Force est de constater que, contrairement à ce qu’indique la société appelante, les intimées, même défendues par le même conseil en première instance, ont exposé des frais non répétibles pour leur défense, pouvant donner lieu à indemnisation de chacune d’entre elles sur le fondement de l’article 700 du code de procédure civile, d’autant que les moyens de défense des deux intimées étaient distincts en première instance.
La production d’une facture des honoraires versées au conseil n’est en outre pas une condition pour être indemnisé des frais irrépétibles. Au demeurant, est produite une facture d’honoraires par les intimées, à hauteur de 5.057,50 euros HT (pièce 3).
La société Mauboussin, si elle connaît des difficultés financières, liées notamment à la crise sanitaire, n’apparaît pour autant en péril, sa surface financière lui permettant de procéder au paiement des frais mis à sa charge (chiffre d’affaires en 2019 de 69.879.000 euros en France).
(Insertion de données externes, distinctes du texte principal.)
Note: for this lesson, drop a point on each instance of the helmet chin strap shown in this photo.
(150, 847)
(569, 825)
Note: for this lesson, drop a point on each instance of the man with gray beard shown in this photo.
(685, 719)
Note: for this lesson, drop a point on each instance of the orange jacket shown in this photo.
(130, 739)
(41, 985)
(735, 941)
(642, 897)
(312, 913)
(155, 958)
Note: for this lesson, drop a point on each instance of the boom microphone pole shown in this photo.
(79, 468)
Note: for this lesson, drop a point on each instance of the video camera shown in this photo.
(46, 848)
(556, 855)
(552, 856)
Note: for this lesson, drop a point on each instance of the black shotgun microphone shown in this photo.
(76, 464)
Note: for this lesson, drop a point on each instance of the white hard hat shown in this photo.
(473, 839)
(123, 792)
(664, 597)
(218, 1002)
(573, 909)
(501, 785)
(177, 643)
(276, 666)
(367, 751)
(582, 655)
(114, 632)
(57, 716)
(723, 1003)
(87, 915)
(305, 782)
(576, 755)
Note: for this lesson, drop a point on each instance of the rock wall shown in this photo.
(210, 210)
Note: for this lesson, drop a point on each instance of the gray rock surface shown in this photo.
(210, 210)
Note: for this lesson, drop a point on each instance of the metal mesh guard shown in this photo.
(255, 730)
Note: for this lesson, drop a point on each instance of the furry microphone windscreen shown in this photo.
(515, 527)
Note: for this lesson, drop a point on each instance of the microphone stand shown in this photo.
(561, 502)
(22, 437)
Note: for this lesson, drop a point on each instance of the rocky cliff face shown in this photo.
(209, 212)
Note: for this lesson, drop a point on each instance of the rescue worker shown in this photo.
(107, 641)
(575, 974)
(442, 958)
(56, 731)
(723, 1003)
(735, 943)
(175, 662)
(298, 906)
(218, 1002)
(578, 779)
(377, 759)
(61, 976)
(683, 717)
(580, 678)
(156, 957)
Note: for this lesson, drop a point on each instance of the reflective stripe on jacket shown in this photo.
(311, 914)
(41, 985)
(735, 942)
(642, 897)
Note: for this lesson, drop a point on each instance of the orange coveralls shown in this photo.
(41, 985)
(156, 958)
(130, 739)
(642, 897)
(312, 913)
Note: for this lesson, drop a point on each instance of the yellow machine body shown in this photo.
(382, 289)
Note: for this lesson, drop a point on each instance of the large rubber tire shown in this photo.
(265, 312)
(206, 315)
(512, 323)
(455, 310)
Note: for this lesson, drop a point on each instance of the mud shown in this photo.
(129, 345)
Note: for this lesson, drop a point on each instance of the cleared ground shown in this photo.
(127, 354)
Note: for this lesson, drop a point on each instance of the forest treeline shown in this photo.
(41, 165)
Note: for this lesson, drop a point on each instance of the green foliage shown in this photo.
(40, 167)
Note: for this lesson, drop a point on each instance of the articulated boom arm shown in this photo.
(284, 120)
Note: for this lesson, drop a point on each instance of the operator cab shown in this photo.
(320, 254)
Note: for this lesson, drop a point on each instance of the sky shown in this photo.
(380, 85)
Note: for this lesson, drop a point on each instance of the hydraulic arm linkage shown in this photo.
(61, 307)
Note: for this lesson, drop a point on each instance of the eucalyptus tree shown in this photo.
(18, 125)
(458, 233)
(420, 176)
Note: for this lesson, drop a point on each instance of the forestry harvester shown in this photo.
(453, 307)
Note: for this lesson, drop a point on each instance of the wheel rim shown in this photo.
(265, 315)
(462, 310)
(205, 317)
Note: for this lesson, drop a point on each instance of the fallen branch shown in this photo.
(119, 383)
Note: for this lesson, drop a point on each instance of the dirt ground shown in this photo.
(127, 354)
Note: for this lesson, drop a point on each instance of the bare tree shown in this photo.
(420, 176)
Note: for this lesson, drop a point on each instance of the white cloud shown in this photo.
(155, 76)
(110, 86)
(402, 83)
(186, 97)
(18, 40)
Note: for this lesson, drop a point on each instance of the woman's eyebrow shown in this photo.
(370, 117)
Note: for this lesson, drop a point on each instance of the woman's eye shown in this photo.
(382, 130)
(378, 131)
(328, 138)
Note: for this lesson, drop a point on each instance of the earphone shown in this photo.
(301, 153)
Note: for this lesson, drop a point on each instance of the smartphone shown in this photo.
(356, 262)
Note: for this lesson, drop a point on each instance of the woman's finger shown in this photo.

C’est également en vain que la société appelante fait état d’un préjudice visuel et d’image lié à la procédure, une telle affirmation, à la supposer établie, étant sans effet sur le sort des frais non répétibles auxquels est en principe tenue la partie perdante.
Aussi, la décision du premier juge sera confirmée sur l’application des dispositions de l’article 700 du code de procédure civile.
Les frais non répétibles exposés par les intimées à hauteur d’appel donneront lieu à indemnisation sur le fondement de l’article 700 du code de procédure civile, dans les conditions indiquées au dispositif.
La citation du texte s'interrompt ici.